Examining the impact of funded area-level interventions across England (April 2019 – March 2022)

Research Team

Dr Jess Deighton, Professor Jane Barlow, Professor Steve Morris, Dr Tanya Lereya, Dr Emily Stapley

Theme

Early interventions for children across the life course and their families

What we found out

  • HeadStart, an area-level mental health intervention, aimed to improve the wellbeing of secondary school students did not impact school absenteeism or attainment.
  • However, it prevented about 800 students from experiencing a school exclusion in 2016/17, its first year of implementation.
  • This represents a 10% relative reduction in the exclusion rates in areas that received programme funding. This impact is on the boundary of statistical significance.
  • The study used a method called the Synthetic Control Method to evaluate the impact of HeadStart.

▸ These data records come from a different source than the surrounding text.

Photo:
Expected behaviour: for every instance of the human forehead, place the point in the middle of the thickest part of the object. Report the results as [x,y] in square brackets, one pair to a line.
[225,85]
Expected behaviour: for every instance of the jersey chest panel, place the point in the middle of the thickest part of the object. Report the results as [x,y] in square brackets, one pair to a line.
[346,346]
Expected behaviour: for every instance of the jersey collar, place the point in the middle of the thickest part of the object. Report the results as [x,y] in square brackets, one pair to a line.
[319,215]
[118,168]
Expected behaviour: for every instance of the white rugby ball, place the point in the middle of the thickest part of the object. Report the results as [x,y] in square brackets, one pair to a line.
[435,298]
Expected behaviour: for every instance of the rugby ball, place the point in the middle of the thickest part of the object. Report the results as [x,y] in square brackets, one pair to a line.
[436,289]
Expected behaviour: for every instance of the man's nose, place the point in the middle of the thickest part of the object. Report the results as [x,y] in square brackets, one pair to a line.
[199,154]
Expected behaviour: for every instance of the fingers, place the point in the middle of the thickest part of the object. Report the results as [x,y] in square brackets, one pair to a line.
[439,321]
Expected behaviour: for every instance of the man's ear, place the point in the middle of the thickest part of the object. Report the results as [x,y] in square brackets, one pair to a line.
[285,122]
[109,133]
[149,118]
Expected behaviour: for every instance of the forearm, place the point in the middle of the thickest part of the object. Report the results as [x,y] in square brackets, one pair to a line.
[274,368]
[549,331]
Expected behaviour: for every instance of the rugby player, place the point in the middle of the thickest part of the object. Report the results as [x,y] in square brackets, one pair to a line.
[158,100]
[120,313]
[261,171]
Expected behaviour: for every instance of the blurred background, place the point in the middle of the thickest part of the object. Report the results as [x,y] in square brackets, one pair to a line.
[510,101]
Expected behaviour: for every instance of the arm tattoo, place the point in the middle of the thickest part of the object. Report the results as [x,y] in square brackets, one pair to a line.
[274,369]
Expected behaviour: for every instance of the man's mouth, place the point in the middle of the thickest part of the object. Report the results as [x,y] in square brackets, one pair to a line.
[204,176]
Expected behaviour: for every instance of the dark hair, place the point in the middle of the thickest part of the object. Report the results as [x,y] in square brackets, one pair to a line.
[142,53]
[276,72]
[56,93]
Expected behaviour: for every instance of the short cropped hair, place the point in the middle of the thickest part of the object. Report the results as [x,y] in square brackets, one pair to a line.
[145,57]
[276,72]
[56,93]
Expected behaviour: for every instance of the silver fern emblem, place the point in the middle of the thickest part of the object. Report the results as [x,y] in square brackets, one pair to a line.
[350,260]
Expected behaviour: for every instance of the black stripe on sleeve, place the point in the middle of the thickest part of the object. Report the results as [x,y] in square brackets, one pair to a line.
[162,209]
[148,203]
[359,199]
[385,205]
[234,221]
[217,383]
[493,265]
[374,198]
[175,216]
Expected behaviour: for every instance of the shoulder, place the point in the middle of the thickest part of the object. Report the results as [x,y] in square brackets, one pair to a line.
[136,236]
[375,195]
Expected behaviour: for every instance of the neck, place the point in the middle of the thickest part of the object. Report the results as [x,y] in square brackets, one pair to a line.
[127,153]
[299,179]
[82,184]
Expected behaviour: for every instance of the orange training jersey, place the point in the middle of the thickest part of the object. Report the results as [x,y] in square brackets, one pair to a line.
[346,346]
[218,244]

The analysis provides encouraging evidence that it is an appropriate methodology to use to evaluate the impact of other complex area level interventions.

Why is this important

There has been a dramatic rise in mental health disorders among adolescents seen in the past decade across the world, there is an urgent need for robust evidence on what works to combat this trend. This work provides the first robust evaluation of the impacts on school outcomes of 6-year funding programme (HeadStart) for area-level mental health interventions for adolescents.

Policy implications

Findings show that areas level interventions of this kind can impact on wider educational outcomes such as exclusion rates, but there are challenges associated to sustaining impacts over time despite continued funding. They also indicate that synthetic control method is a promising methodology to investigate the impact of complex area level programmes. 

What we did

To investigate the effectiveness of HeadStart on school level outcomes, we used the synthetic control method developed by Abadie, Diamond, and Hainmueller (2010) and analysed routinely collected data from the National Pupil Database (Department for Education).
The outcome variables included:

a.    Absenteeism: Authorised and unauthorised absence – measured in terms of proportion of all sessions missed for authorised/unauthorised reasons

b.    Exclusion: Proportion of students ever excluded (fixed period exclusion or permanent exclusion) and proportion of all sessions missed because of a fixed period exclusion.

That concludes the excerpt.